Discourse has had support for custom themes for almost a year now, though we’ve been iteratively rolling out many improvements since then. There’s now a solid collection of themes documentation to dig into, as well as a growing collection of themes to use as-is or study and borrow from.
We feel it’s high time that we raise more awareness about Discourse’s many theming capabilities which are quickly reaching maturity. In the months to come we will be doing a series of theme contests to put this maturity claim to the test.
First up: Color Schemes
Our first challenge requires nothing more than a keen sense for color combinations. No HTML or CSS should be used.
How to participate
Make a new color scheme
Go to theme-creator.discourse.org, “My Themes”, create a New Theme and tweak the colors until you’ve arrived at a new look.

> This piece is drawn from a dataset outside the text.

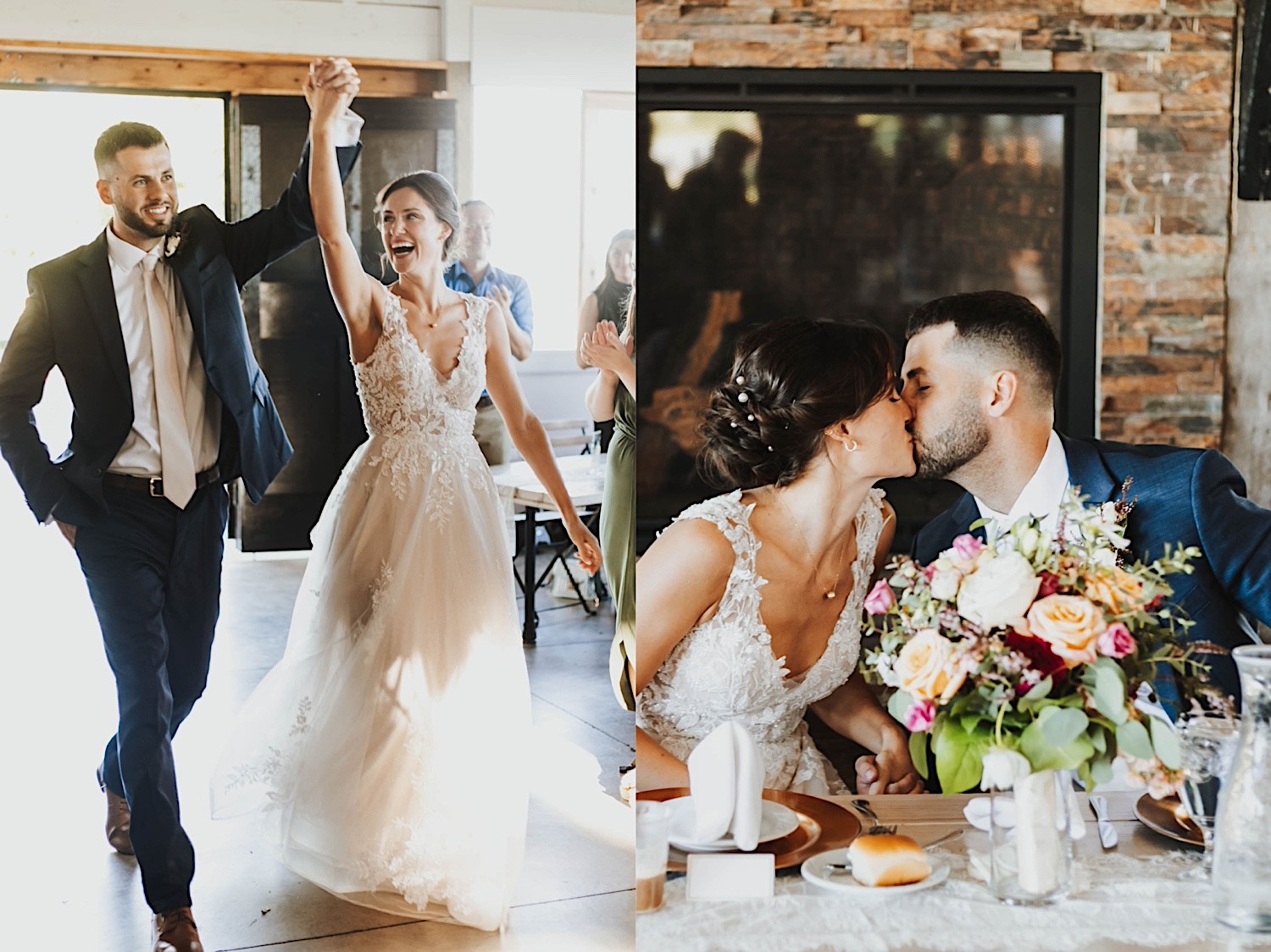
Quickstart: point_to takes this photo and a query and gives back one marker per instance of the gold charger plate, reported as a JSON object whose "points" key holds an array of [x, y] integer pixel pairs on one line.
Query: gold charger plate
{"points": [[821, 825], [1159, 815]]}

Make your theme publicly viewable by using the Share button at the bottom of of the customizer:
To share your themes you will need to be a member of the @theme_authors team. If you are not a member request entry here!
Repeat!
You can submit up to 10 different color schemes, so why stop at 1?
Submit
Once you’ve arrived at 1-10 color schemes you’re happy with, compile a list of their public URLs and email your submission to team+contest@discourse.org with the title “Discourse Theme Contest by {meta-username}”.
Prizes
The Discourse team will select three color scheme submissions as the top 3 winners. One author can not win more than one prize.
First place: $500 and color scheme will be bundled with Discourse core
Second place: $350
Third place: $250
Other color schemes may also get included in core but only first place is guaranteed.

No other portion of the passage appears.